On ne peut, je crois, lire cette oeuvre sans replonger dans son propre passé et celui des nôtres, sans se questionner sur l'existence antérieure de celles et ceux qu'on a côtoyés depuis la naissance, sans tenter de revoir les liens qui nous rattachent au flux continu du temps depuis le monde d'avant. Et puis, pour ma part, je n'ai pu que me référer à un autre naufrage, une tragédie qui a eu lieu plus dans le golfe que dans l'estuaire, proche du bout du monde, des années auparavant. En 1847, un voilier arrivant de Sligo en Irlande transportait mes ascendants, les Kavanagh ou Kaveney. Le Carrick s’est abimé une nuit de tempête sur un récif un peu au sud de l’actuel phare de Cap-des-Rosiers. La charge n’est pas la même, mais cette histoire a ému toutes les générations suivantes et on peut, comme Hélène Dorion, se questionner : « [...] ne devenons-nous avec le temps que les survivants d’une multitude de naufrages ? »
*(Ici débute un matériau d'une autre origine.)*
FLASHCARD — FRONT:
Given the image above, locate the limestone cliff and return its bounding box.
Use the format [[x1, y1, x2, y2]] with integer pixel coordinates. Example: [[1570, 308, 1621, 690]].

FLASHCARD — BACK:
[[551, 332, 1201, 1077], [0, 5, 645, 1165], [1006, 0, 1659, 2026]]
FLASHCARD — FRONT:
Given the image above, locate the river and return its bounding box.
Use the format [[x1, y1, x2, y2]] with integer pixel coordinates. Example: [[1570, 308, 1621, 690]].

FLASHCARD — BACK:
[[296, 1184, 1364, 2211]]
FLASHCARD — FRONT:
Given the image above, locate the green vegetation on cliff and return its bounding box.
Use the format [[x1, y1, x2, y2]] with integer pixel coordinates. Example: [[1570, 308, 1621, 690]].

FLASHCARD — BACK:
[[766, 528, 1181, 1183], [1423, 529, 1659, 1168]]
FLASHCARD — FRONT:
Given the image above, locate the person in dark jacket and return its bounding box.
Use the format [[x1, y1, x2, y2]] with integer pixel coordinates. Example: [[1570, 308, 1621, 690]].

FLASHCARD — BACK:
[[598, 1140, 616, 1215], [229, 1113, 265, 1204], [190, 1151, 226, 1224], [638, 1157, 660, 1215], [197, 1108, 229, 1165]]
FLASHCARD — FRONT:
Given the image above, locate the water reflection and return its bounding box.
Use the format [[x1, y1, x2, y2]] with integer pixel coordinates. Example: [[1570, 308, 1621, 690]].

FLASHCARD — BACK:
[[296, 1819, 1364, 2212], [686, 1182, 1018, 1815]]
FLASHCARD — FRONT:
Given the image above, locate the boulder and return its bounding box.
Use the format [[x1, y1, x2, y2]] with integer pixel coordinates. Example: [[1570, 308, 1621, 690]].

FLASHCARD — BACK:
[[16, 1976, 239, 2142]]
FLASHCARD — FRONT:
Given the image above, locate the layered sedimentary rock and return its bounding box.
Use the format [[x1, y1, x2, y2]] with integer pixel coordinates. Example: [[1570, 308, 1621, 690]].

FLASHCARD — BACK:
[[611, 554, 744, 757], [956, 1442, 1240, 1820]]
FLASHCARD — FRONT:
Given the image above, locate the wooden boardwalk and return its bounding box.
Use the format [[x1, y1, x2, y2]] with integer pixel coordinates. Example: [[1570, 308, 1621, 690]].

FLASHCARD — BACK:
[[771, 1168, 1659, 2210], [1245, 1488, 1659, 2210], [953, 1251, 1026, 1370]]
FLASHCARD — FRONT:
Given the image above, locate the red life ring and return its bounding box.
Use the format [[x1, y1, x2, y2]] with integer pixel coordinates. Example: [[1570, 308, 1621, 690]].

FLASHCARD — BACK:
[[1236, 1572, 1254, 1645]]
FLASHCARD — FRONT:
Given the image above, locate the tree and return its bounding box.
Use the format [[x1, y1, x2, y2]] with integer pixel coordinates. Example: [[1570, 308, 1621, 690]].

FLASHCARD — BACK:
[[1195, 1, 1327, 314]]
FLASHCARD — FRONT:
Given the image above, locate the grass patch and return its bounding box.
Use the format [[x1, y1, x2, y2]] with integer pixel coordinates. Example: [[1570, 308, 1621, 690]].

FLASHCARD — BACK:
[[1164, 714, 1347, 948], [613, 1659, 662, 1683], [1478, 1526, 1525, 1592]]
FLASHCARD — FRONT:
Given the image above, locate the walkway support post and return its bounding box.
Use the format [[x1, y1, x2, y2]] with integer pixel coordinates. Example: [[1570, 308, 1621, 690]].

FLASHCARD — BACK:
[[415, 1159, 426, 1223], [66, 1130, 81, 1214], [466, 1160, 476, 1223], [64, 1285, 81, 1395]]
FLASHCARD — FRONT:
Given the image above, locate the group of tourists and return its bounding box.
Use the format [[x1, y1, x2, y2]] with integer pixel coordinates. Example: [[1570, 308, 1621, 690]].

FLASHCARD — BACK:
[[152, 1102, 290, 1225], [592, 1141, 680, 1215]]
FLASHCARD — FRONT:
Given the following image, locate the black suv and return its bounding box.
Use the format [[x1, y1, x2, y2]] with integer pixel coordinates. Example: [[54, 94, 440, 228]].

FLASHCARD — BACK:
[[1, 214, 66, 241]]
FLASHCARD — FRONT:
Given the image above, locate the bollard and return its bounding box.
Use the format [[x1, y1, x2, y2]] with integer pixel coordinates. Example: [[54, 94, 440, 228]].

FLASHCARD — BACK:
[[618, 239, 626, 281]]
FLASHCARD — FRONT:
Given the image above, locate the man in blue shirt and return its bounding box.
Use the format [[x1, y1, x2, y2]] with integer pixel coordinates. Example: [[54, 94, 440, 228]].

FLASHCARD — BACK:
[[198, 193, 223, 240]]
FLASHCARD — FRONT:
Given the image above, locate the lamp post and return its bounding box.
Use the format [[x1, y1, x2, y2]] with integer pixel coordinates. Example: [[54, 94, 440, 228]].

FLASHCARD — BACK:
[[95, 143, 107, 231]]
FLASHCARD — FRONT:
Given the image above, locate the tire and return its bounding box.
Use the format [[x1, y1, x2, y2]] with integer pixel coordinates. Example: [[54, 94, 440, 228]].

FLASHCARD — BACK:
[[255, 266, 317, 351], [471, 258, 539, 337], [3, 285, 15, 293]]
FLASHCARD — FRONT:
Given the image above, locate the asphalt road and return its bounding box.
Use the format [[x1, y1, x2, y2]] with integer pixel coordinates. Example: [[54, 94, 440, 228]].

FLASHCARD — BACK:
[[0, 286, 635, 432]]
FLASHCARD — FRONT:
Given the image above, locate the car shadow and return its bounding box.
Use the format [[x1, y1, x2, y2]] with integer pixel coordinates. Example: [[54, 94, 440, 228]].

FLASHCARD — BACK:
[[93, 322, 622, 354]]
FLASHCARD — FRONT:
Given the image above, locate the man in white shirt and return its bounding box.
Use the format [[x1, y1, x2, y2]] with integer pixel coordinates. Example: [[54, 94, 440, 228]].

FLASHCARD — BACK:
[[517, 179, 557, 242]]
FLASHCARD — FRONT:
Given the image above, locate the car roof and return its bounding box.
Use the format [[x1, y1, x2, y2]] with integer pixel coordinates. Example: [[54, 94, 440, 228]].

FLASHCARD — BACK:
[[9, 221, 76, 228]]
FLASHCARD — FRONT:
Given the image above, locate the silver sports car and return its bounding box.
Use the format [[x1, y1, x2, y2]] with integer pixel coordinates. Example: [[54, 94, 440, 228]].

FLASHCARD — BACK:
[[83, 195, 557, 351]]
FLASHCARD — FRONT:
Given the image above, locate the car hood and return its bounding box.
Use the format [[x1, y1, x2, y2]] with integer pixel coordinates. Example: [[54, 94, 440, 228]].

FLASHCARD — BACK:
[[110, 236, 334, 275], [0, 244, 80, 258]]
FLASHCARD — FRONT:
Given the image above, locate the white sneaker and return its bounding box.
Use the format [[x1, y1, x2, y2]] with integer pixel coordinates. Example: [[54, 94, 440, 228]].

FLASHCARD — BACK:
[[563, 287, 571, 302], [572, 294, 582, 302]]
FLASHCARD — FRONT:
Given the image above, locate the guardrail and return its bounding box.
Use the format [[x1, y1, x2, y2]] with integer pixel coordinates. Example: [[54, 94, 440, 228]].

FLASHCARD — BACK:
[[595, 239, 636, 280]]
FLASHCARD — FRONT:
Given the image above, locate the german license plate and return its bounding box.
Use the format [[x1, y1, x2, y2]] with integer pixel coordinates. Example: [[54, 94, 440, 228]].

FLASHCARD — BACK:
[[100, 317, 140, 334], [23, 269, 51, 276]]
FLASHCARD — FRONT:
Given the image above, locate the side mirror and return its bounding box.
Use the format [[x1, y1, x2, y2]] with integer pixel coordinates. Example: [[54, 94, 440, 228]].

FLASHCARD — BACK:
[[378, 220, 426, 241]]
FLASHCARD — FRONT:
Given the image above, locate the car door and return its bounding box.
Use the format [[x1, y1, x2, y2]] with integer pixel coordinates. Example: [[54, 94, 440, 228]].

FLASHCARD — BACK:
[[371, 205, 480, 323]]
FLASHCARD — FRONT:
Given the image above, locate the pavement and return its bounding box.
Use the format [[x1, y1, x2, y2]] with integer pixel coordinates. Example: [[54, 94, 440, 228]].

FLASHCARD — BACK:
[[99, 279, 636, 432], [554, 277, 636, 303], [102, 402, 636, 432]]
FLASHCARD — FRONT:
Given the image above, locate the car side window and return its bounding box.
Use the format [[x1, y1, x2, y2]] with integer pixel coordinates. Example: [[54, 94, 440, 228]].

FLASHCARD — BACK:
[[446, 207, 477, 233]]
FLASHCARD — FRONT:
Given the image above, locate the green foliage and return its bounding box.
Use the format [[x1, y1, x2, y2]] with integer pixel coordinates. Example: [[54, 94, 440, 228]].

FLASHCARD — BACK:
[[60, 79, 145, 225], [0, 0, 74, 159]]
On ne connaît sans doute jamais tout à fait les visages les plus proches. Ils demeurent pour nous des énigmes, malgré les années qu’on a partagées avec eux dans une intimité qui ne sera peut-être jamais recréée. Les êtres présents depuis notre naissance, ceux qui ont accompagné nos premiers pas, nos premiers mots, nos premières chutes aussi, restent des mosaïques inachevées. [H.D.]
La vie d’un artiste se construit avec le chaos, on ne fait que parler d’ombre et de lumière qui s’interpellent, de choses vivantes et inertes, réelles et imaginaires qui se répondent. [H.D.]
Les poèmes peuvent-ils nous sauver du naufrage ? Peuvent-ils souffler sur le brouillard qui a effacé l’horizon et dévoiler ces montagnes qu’on n’avait pas encore vues, dont on ne soupçonnait même pas l’existence ? [H.D.]
Antoine regarde le Majestueux, c’est ainsi qu’on appelle le fleuve, à cette hauteur, quand il se confond avec la mer et qu’on ne voit plus ses rives. [H.D.]
Arrivera-t-elle à laisser entrer suffisamment d’heures, de jours, de mois dans son cœur et dans son ventre pour que finisse par s’estomper la douleur ? [H.D.]
On croit parfois savoir l’essentiel des êtres qui nous sont proches. Il arrive qu’on souffre, et que cette souffrance ait pris naissance bien avant nous. [H.D.]

Appréciation : 4/5 

mercredi 8 avril 2020

Trois réveils - Catherine Perrin

Antoine ouvre les yeux dans le noir. Demeure parfaitement immobile, mais passe, en une fraction de seconde, de l'inconscience du sommeil à une vigilance aiguë. [C.P.] 
Catherine Perrin, claveciniste, animatrice à la radio et auteure, nous livre ici un roman sur les rapports ambigus, côté lumière et côté ombre, qu'un hautboïste entretient avec la musique. Antoine, que la musique interpelle, entrera au Conservatoire, ce laboratoire musical. C'est là qu'il découvre le hautbois et la sensualité des sons, c'est là aussi qu'il est confronté à ses démons intérieurs, à la pression, à l'inéluctable performance, au succès obligé. À travers des relations difficiles et un parcours sinueux semé de troubles bipolaires, c'est par la musique qu'Antoine s'avance, même si c'est sous une lyre dans un couloir occupé du métro de Montréal à faire danser au son de son instrument un serpent ou une poupée de chiffon. Ce roman, je ne l'ai pas reçu comme l'étalement d'un parcours organisé, mais plutôt tel un ensemble de tranches de vie toutes teintées de la musique qui émane de ses pages.
Les musiciens ont la chance de pouvoir s’aborder en disant, comme des enfants: « Veux-tu jouer avec moi? » [C.P.]
Il se sent chez lui près des anticonformistes qui ignorent l’être, occupés à composer chaque jour avec eux-mêmes et la survie. [C.P.]
Il voit se jouer sur cette affiche [...] l’histoire absurde et dévastatrice d’un jeune artiste qui perd toute confiance, simplement en mesurant qu’il n’est pas un génie. [C.P.]